Qui se cache vraiment derrière le collectif qui défend sa demande d'arrêté vestimentaire à Saint-Gilles-les-Bains ?

Après les propos tenus lors des vœux 2026 à la presse, le collectif d’habitants de Saint-Paul précise sa position et s’appuie plus largement sur les déclarations d’Emmanuel Séraphin, qui a écarté l’idée d’un arrêté municipal réglementant la tenue vestimentaire aux abords des plages. Retraités, familles, actifs et habitants des différents quartiers de Saint-Paul font front commun pour "plus de respect" dans la rue et dans l'espace public.

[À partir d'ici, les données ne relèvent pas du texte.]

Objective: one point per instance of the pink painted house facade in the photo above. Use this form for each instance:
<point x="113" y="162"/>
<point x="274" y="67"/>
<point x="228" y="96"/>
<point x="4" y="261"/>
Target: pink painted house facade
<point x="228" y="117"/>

Le débat se tend autour de la demande d’arrêté municipal visant à encadrer la tenue vestimentaire hors zones de baignade à Saint-Gilles-les-Bains et plus largement encore, sur l'ensemble de la commune de Saint-Paul. Interrogé lors de ses vœux 2026 à la presse, le maire de Saint-Paul a affiché sa réserve, déclarant vouloir d’abord « savoir à qui je m’adresse avant de répondre ». Il s’est interrogé publiquement : « Qui sont les personnes derrière ce collectif ? Des habitants, des associations de riverains ? », ajoutant qu’« aucune plainte n’a été signalée à la mairie à ce sujet ».
Lire aussi : Emmanuel Séraphin ouvre l’année politique à Saint-Paul pour ses voeux à la presse
"Monsieur Séraphin sait très bien qui on est"
Des propos que le collectif juge réducteurs. Ses membres - une centaine au départ, avant que les rangs ne gonflent depuis quelques jours et le début de la polémique - assurent pourtant avoir directement adressé à l'édile plusieurs courriers, sans jamais avoir le moindre retour. "On y trouve notamment des familles, des riverains, des actifs, chômeurs de tous les quartiers de Saint-Paul... liste Marie-Josée Bègue de Saint-Gilles-les-Bains. Et on en a marre de voir des gens d'ici ou des touristes à moitié nus dans les rues de la ville. Sur la plage, ils font ce qu'ils veulent. Mais dans la rue, dans les lieux publics, on aimerait plus de respect pour les habitants." Des demandes formalisées à la mairie de Saint-Paul. "Monsieur Séraphin sait très bien qui on est", appuie-t-elle.
Les membres rappellent représenter une démarche citoyenne structurée, nourrie de remontées régulières d’habitants et de riverains, et estiment que l’absence de plainte formelle ne saurait suffire à balayer le sujet. Ils soulignent que des tensions existent, même lorsqu’elles ne donnent pas lieu à des signalements officiels. Ou encore à des plaintes formelles.
Le maire a également replacé la demande dans un contexte politique, évoquant l’approche des élections : « À l’approche des élections, on voit régulièrement se monter des collectifs qui cherchent la signature du maire, avant que certains de leurs membres ne se retrouvent sur des listes ou dans des équipes de candidats. » Une lecture que le collectif conteste, affirmant que sa démarche n’est ni électorale ni opportuniste, encore moins politique, mais motivée par des enjeux de cadre de vie, d’ordre public et d’image de la commune.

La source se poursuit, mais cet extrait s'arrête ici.